I knew it wouldn’t be easy. In fact, it was kind of a cluster f*ck. My goal was to get a passport in fewer than two weeks and in order for one to do so, one must go to a semi-shady business outside Beverly Hills with your birth certificate, ID, and cash money. For the rotten cherry on top, you are then sent across town to the Van Nuys post office to have the paperwork processed and to be sworn in. (I’ve since found out there is an easier way to do this. Of course.)
Another battle with L.A. traffic on the 405 is no bueno but Mexico es muy bueno, and this gas-burning trek needed to happen in order to get me to the Spanish sunshine. (I visualized myself on a hammock at the beach, and my frustration began to melt way – find your happy place, as they say.) I held back from giving a giant eye-roll, thanked the woman, and hopped in my car to travel to the other side of the world, which in L.A. terms is 11.5 miles away.
I finally made it to the post office, took a number, and sat down to wait, harnessing the chi to keep my cool. This is a test. This is only a test. I’m pretty sure the universe creates the loops we must jump through to get our passports or licenses as a means to check in, to make sure we can keep it together. I hear you, universe. Namaste.
After a good 45-minute wait, I was called to the front so the friendly postal employee could go over my paperwork. Soon, this experience would turn into a question of my life choices.
“Your mom was born in France? Is she a citizen?” she asks.
“Yes, my mom was an Army brat. She’s U.S.A. all the way.”
She chuckled a little.
“Dad’s born in New Orleans, Louisiana?”
“Yep. Southern gent.”
Then, it was my turn.
“So you were born in Oklahoma?”
“Yep, I’m an Army Brat, too.”
“Have you ever been married?”
Up until this moment, I have been quite solid in the fact that I haven’t gotten married. This simple question requires much more than a checked box for anyone to truly answer. What I wanted to say was, “Actually, I’ve had a couple of opportunities to get married, but I wasn’t ready to settle down. Now that I know myself more than ever – granted, I’m still learning every day – I feel closer and more ready than I have ever been.
So no, I have not been married. Yet. I’m gaining ground in my career, I’m in love, and I’m traveling, which is everything I’d like to have right now, thank you very much. I mean, we all want different things in life, right? And if your things happen to be kids and marriage in your 20s or early 30s, that’s great! Who am I to judge? Peace be with you and all of that, but my point is marriage is something I’d love to experience of one day but I feel no real rush to jump into. And as for kids? Maybe one day. Maybe.
Man, I’m sweating. Is it hot in here, or is it just me? “Have you been married?” That has such a loaded subtext, don’t you think? A question, a statement even, in black and white, defining who were are as living, breathing humans with no opportunity for a backstory, no history, nothing. Is this what is comes down to when we die? We are just lists of checked and unchecked boxes in a list of life? It feels a bit sad and hollow. Where’s the “I didn’t marry the wrong person” box? Or the “I haven’t felt the pressure to have gotten married by now” box or “I want to have a life of travel and adventure before kids – if I decide to have them – hence why I need a passport pronto” box… are you getting all of this?”

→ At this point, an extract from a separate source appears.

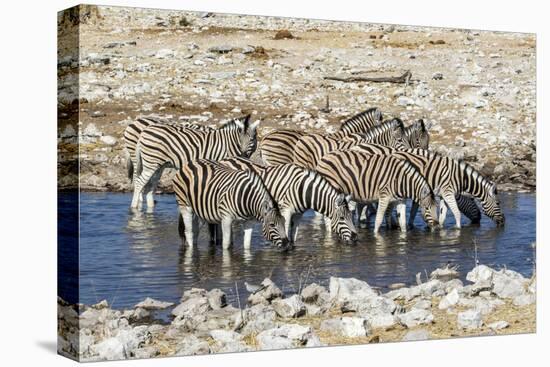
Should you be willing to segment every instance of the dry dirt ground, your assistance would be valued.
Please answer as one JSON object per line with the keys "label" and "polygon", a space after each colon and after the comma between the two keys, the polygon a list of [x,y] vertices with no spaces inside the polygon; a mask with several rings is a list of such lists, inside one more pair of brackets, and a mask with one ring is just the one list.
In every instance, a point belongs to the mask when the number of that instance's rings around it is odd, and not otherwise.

Instead, I decided to spare her from my mental, fist-in-the-air diatribe and simply answered, “No”. But I’m pretty sure that got the point across.
Clearly, I haven’t processed my feelings on all of it. In a way, it’s strange to me that I am at the age where “never married” is not so common (and the question of “Why not?” more common). Constantly feeling that I must defend this “journey,” we’ll call it, is a bit taxing. I appreciate this experience for bringing my issues to the surface but it’s time to let it go and take societal expectations with a grain of salt – similar to the salt that will rim my margarita glass in Mexico.